Seriously, can you guys:chicken01:worry about your own arrow and not others....I mean this horse has been beat to death so many times it needs a stunt double.....


----------



## gotdafever (Jul 10, 2010)

:wink:seems like an honest question, not all of us have been on here for ever due to haveing a life and jobs,so as a rather new person lets beat some of these ol'horse , by the way I shoot all black shield cut on gold wraps cuz they just look awesome. thanks ol'timers for you time and insight


----------



## 90 meter 120 (May 7, 2007)

*colors*

i have both blk and brown in my quiver and shoot what ever blends with the target best... in a sport that some times comes down to a metter of a single point you need every advantage you can get...but bright pink or solid black its the archers choice.....


----------



## bowman_77 (May 4, 2009)

I like them and shoot them... But what does it really matter what other people shoot.
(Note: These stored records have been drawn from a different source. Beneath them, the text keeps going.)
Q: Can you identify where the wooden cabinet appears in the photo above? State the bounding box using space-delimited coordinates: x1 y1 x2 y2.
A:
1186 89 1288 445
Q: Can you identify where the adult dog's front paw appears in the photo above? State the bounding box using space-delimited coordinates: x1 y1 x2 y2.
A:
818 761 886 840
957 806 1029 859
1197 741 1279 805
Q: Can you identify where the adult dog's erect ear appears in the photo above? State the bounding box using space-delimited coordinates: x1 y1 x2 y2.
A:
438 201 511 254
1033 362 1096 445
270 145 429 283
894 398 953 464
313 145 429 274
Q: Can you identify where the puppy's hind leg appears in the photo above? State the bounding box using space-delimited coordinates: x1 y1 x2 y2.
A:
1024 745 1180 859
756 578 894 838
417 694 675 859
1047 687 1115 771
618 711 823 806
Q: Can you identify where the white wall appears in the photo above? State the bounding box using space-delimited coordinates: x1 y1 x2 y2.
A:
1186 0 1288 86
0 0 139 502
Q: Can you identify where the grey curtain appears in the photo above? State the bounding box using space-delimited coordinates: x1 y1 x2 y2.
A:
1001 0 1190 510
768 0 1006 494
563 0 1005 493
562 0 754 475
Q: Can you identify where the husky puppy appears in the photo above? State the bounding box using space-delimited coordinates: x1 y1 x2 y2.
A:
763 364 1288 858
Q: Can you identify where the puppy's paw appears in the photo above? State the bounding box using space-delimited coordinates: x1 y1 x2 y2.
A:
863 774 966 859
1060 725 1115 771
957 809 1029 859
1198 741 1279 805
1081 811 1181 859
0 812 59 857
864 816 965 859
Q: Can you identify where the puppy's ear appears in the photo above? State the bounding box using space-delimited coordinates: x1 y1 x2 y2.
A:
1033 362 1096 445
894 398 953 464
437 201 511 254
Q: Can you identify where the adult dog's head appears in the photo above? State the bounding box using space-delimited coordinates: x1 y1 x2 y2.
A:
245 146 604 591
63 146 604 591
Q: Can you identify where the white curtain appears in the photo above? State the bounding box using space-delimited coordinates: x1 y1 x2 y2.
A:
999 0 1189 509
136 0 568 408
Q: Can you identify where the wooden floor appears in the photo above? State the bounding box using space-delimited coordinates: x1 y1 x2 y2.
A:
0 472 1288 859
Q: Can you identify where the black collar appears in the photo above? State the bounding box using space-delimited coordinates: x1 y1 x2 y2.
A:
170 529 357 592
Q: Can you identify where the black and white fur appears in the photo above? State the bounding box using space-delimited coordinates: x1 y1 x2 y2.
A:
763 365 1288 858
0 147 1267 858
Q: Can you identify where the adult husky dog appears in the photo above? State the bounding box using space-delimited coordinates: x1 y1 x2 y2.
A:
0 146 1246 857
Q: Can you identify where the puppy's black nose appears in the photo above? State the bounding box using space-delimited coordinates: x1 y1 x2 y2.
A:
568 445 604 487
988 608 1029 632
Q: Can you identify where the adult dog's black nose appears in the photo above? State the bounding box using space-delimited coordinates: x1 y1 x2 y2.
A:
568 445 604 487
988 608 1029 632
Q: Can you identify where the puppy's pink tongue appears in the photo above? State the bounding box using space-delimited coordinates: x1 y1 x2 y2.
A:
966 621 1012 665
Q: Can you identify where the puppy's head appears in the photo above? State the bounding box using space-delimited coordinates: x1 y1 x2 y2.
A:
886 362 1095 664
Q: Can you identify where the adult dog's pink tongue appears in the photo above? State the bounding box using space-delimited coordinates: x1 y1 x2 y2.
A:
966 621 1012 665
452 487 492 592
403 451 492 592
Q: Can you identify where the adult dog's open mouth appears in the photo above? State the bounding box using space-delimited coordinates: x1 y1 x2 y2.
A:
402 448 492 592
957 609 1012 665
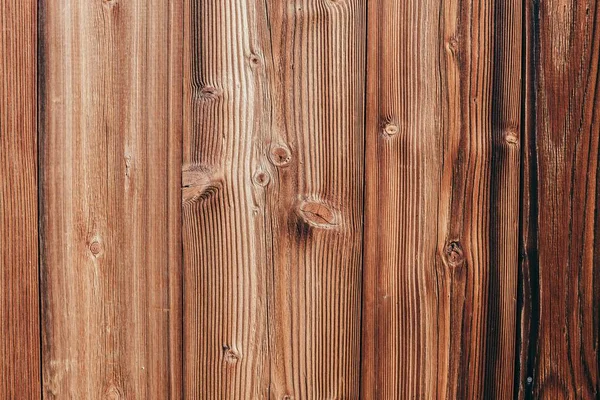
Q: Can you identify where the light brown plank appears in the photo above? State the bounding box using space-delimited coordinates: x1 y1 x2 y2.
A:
362 0 521 399
183 0 366 399
40 0 182 399
0 0 41 399
516 0 600 399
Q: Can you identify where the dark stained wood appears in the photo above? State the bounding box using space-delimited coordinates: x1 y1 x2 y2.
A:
40 0 182 399
182 0 366 399
0 0 40 399
362 0 521 399
515 0 600 399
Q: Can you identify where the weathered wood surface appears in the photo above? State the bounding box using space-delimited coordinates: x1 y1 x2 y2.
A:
0 0 40 399
39 0 182 399
362 0 521 399
0 0 600 400
182 0 366 399
515 0 600 399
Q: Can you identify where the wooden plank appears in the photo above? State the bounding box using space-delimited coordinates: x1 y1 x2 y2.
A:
516 0 600 399
182 0 366 399
40 0 183 399
0 0 41 399
362 0 521 399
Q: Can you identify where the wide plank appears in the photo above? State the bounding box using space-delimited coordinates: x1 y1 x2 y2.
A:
182 0 366 399
40 0 183 399
362 0 522 399
0 0 41 399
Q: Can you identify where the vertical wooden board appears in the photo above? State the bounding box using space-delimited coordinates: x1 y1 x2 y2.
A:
40 0 182 399
517 0 600 399
362 0 521 399
182 0 366 399
0 0 41 399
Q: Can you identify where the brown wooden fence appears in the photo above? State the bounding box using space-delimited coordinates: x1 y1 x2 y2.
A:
0 0 600 400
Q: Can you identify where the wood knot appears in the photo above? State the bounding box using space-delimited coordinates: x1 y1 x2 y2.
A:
104 384 125 400
197 86 222 101
223 344 241 365
446 36 458 55
298 201 337 229
444 241 465 268
269 144 292 167
503 129 519 145
383 122 400 136
248 53 261 67
252 170 271 187
89 240 102 258
181 164 222 205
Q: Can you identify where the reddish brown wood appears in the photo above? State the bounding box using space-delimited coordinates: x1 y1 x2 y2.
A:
515 0 600 399
362 0 521 399
40 0 183 399
0 0 40 399
183 0 366 399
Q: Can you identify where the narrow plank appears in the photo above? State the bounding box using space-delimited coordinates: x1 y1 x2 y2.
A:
40 0 183 399
483 0 523 399
515 0 600 399
362 0 521 399
182 0 366 399
0 0 41 399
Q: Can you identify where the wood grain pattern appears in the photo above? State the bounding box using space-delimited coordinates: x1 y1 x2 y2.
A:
182 0 366 399
0 0 40 399
40 0 182 399
362 0 521 399
515 0 600 399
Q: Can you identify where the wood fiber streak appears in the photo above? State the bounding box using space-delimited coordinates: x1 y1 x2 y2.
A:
0 0 40 399
362 0 521 399
182 0 366 399
40 0 183 399
515 0 600 399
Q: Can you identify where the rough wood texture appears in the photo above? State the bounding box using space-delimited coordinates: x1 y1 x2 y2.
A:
182 0 366 399
40 0 182 399
515 0 600 399
362 0 521 399
0 0 40 399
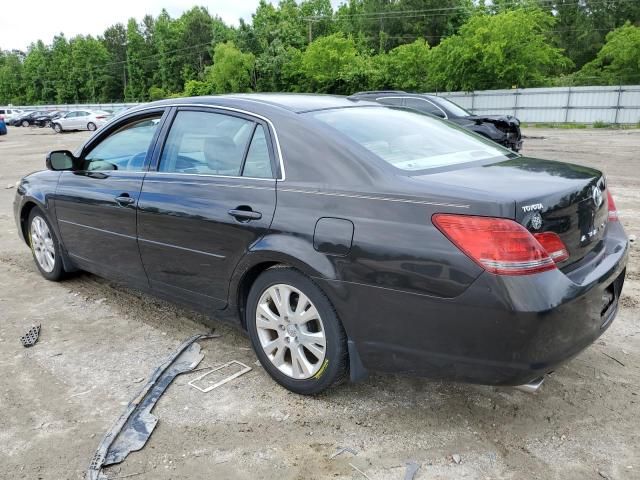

Most folks that get mad are the ones that need a marker to shoot at, from what I have seen. Just shoot what you like and move on, no need to cry over what someone else does. But thats JMHO


----------



## Bert Colwell (Jun 25, 2005)

I shoot all black. Those same components are available for anyone to purchase, same as I did. I almost got into it with a guy at a shoot a few years back. He was furious at me, because I was shooting black vanes and black nocks. He could not always see my arrows, and he was relying on me to mark the targets for him each time. When I shoot 3-D, I shoot my own game. I love the fellowship that accompanies this sport, but I'm not there to mark targets for the other guys. Just my thoughts.


----------



## whitetail101 (Aug 10, 2007)

Bert Colwell said:


> I shoot all black. Those same components are available for anyone to purchase, same as I did. I almost got into it with a guy at a shoot a few years back. He was furious at me, because I was shooting black vanes and black nocks. He could not always see my arrows, and he was relying on me to mark the targets for him each time. When I shoot 3-D, I shoot my own game. I love the fellowship that accompanies this sport, but I'm not there to mark targets for the other guys. Just my thoughts.


x2. I am the same way, if you can't find the X-ring on your own, then I say stay in your backyard and off the competition course


----------



## C.Callison (Jun 20, 2006)

I used to keep a couple blacked out arrows. So when I got in with someone who perffered black I would help them so they wouldnt be bothered by watching my arrows either.
Their is a unwritten rule that I have herd a lot of people say." The differecne between a black arrow and a brite arrow is the the brite arrow is always just in and the black arrow is always just out!"


----------



## JimmyP (Feb 11, 2006)

i shoot a six power liens it only plays in effect on black targets people can still see the silver bushings on most arrows shoot what you want


----------



## rlblevins2001 (Feb 22, 2008)

Guy's will find any excuse after a bad shot that they can, especially the "good" shooters. Just stay within the rules of the shoot you are in, keep YOUR head in the game, and let the competition blow up. Sometimes it only takes one or two bad shots for these so called pro's to post a sub-par score. If my arrow choice contributes to this, then it is worth it. It's all about scoring the highest in your class with legal means of course.


----------



## meatmissile (Oct 26, 2009)

I say shoot your own arrow and dont worry about mine!! BLACK VANES and NOCKS!!!!!!!!!!!!!


----------



## athomPT (Dec 14, 2008)

I shoot x-cutters (not pros) with black mini blazers & black bohning pin nocks.


----------



## Nitroboy (Jan 15, 2006)

I shoot all black and dont care what people think, I wish all people would shoot em cause them bright ones do pull me to them, my wife shoots all pink with a hot pink wrap and flo red nock, MAN! i hate shooting after her when she pulls one just a touch out, usually shes in the 10 but everytime its my turn after her she flings it out, lol I like the black


----------



## bowtech-ford (Jan 30, 2008)

C.Callison said:


> Their is a unwritten rule that I have herd a lot of people say." The differecne between a black arrow and a brite arrow is the the brite arrow is always just in and the black arrow is always just out!"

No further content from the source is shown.